MEDIA MEET is the annual international conference of the Department of Media Studies, CHRIST (Deemed to be University) Bangalore, India. This platform will allow students to gain insights and knowledge from renowned academicians, researchers, and practitioners. Media Meet creates a forum to deliberate on topics lying at the interstices of media, culture, and society.
In an era defined by rapid technological convergence, algorithmic mediation, and instant global connectivity, Indigenous communication systems— including Indian knowledge systems—offer a powerful counterpoint to dominant digital cultures. Rooted in community, ecological understanding, tradition, and intergenerational memory, these systems are shaped by centuries of oral storytelling, symbolic practices, performative arts, ecological signalling, conflict-resolution traditions, and place-based knowledge. Far from being relics of the past, they represent living, adaptive frameworks that continue to inform identity, learning, governance, cultural continuity, and social cohesion.
As globalisation intensifies and digital networks exert increasing influence on how societies think, connect, and communicate, Indigenous modes of meaning-making offer fresh possibilities for rethinking how knowledge is shared, preserved, taught, and revitalised. They resist homogenised narratives by foregrounding local epistemologies, linguistic diversity, cultural specificity, and community wisdom. Meanwhile, the growth of digital tools, creative media, and cross-cultural collaborations allows Indigenous traditions to find renewed visibility—whether through digital archiving, immersive storytelling, interactive media, or hybrid cultural forms.
This theme calls for deep interdisciplinary inquiry, drawing from Media Studies, Management, Psychology, English and Cultural Studies, Computer Science, Economics, Environmental Studies, and allied disciplines. It urges participants to examine:
Preservation and adaptation: How can Indigenous practices be documented, revitalised, or translated into digital environments without eroding authenticity?
Ethical representation: What responsibilities do media creators, educators, policymakers, and technologists bear in portraying Indigenous knowledge?
Cognition and identity: How do Indigenous knowledge systems contribute to understanding human cognition, cultural identity, and community resilience?
Leadership and governance: What can organisations learn from Indigenous models of decision-making, collective leadership, and conflict management?
Technology and design: How can Indigenous epistemologies inform ethical AI, interaction design, sustainability frameworks, and technological innovation?
Cultural economies: How do cultural labour, creative industries, and economic systems intersect with Indigenous ways of meaning-making?
By examining these interconnected dimensions, Media Meet 2026 seeks to build a platform where heritage and innovation coexist, encouraging participants to rethink how communication systems—past and present—shape the ways we understand ourselves, our communities, and our digital futures.

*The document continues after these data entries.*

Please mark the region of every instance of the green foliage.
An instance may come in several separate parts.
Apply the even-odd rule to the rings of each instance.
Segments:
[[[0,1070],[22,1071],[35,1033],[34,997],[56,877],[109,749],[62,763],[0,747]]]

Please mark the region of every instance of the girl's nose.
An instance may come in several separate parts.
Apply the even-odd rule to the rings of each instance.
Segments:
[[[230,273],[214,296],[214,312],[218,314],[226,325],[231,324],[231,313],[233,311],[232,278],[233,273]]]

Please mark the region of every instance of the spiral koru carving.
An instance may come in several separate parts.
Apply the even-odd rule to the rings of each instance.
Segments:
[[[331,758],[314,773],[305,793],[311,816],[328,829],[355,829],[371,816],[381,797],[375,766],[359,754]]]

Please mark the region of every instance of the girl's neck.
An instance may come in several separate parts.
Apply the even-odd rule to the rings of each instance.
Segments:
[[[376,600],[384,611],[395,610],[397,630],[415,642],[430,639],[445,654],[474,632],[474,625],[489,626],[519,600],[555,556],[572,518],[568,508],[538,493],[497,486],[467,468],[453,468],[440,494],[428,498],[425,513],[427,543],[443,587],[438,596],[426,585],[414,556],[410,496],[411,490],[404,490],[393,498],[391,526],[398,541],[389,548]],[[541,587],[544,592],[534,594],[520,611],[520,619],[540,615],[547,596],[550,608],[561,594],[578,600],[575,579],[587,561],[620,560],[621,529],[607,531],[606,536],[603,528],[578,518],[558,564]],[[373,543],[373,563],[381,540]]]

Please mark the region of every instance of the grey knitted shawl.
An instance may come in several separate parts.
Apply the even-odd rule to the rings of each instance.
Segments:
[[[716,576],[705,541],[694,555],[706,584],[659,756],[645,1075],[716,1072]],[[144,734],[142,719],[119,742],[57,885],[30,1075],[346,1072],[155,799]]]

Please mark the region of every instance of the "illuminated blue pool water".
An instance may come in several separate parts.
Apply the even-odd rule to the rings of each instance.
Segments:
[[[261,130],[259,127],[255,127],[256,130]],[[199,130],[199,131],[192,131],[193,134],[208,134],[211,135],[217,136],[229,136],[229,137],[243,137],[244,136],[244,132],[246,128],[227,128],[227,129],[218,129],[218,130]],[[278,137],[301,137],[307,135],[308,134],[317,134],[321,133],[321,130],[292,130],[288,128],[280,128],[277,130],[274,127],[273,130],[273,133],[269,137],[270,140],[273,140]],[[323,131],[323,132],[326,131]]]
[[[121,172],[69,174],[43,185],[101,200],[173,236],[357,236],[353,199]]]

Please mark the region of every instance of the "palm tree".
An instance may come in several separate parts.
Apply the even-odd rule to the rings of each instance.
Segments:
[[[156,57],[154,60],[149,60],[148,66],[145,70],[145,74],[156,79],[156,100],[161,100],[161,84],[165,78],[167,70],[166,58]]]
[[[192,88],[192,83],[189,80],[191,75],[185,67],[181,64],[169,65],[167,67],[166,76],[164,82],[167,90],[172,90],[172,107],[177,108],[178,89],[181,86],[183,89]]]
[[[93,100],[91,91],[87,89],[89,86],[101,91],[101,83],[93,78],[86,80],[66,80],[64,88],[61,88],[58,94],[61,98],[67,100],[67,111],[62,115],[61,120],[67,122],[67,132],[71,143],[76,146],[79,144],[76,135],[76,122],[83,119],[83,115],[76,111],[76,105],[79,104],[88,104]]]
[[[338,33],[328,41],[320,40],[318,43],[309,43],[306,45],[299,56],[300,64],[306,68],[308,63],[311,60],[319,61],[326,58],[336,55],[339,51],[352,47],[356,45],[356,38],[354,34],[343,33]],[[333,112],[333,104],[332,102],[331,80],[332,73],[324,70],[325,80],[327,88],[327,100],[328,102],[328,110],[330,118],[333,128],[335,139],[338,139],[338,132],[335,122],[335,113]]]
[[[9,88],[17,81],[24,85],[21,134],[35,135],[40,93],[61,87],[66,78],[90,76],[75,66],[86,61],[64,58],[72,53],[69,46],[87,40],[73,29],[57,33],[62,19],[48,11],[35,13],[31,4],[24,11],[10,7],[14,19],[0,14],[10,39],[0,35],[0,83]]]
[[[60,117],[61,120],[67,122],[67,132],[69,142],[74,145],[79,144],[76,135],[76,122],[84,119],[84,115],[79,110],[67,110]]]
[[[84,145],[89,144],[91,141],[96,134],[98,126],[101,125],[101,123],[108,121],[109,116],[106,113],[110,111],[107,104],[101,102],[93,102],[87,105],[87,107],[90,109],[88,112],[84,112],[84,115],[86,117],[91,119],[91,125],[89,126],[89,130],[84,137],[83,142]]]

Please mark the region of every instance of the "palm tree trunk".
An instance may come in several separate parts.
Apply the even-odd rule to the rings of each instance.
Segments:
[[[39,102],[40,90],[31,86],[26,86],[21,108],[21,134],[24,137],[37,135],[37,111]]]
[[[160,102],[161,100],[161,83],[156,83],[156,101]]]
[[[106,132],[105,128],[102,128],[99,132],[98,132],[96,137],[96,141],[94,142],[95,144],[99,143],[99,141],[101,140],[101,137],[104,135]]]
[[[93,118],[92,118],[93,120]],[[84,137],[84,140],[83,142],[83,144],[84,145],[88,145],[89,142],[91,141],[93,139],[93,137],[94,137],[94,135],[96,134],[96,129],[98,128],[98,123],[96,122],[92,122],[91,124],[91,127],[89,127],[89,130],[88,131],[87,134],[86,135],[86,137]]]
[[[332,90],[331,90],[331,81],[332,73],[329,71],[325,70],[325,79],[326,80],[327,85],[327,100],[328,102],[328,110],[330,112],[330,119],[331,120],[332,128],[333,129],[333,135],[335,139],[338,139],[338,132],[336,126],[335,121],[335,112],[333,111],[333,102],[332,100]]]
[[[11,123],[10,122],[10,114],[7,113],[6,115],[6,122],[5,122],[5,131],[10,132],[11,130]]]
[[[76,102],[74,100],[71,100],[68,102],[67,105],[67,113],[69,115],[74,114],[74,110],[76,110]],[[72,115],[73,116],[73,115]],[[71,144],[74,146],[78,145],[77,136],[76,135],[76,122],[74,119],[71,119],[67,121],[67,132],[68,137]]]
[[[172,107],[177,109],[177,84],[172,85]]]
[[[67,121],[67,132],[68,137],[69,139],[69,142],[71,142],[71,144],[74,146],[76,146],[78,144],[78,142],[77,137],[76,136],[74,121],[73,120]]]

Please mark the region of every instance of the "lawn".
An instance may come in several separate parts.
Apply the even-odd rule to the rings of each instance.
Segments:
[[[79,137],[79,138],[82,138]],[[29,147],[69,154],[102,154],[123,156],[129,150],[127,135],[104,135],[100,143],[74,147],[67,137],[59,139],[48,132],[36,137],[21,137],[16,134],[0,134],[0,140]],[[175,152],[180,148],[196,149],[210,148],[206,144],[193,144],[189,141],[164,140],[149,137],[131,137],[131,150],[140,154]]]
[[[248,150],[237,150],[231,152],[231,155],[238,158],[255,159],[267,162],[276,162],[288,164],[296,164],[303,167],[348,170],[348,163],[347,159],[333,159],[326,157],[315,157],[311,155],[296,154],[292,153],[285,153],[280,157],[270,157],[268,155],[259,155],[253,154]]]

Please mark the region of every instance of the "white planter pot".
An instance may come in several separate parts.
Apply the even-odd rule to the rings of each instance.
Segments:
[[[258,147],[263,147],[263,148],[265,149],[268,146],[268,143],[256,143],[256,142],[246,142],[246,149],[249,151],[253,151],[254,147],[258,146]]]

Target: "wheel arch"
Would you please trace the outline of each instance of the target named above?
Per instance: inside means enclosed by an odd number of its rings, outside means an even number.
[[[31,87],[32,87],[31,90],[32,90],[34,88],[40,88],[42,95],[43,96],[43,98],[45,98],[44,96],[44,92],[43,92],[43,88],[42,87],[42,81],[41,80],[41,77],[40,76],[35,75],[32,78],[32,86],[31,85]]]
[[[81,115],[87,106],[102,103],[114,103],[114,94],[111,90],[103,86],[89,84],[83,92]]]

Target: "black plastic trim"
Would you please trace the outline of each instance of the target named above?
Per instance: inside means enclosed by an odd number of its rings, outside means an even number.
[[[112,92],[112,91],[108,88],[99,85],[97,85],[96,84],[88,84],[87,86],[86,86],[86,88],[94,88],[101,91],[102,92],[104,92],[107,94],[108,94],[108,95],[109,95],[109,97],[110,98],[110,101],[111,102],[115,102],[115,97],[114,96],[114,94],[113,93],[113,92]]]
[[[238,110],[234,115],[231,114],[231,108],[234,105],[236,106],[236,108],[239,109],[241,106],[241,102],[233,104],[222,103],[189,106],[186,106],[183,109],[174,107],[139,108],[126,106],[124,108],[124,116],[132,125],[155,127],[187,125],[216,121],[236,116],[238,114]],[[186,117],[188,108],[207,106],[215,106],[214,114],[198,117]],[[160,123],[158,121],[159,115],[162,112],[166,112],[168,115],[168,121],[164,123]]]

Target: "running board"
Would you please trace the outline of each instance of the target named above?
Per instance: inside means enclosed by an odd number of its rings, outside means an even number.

1. How can Indigenous communication systems—including Indian knowledge systems—offer alternative frameworks for understanding meaning-making, storytelling, leadership, and community learning in contemporary media, organisational, cultural, and technological contexts?
2. In what ways can emerging technologies (AI, digital archives, immersive media, data systems) preserve and amplify Indigenous voices while ensuring authenticity, cultural ownership, and ethical representation across disciplines?
3. How do global media flows, platform cultures, economic forces, and political narratives intersect with local Indigenous epistemologies to shape identity, behavioural patterns, cultural resilience, and community governance?
4. What ethical responsibilities do media creators, journalists, educators, technologists, policymakers, and social innovators share when engaging with Indigenous knowledge—particularly regarding representation, intellectual property, sustainability, and community agency?
5. How can Indigenous approaches to communication—such as oral traditions, symbolic systems, ecological signalling, or consensus-based governance—inform interdisciplinary work in communication theory, organisational studies, psychology, cultural studies, environmental studies, and human–computer interaction?
6. What new interdisciplinary methodologies, pedagogical models, or practice-based frameworks are required to study, teach, co-create, or collaborate with Indigenous communities in a way that is equitable, culturally sensitive, and future-oriented?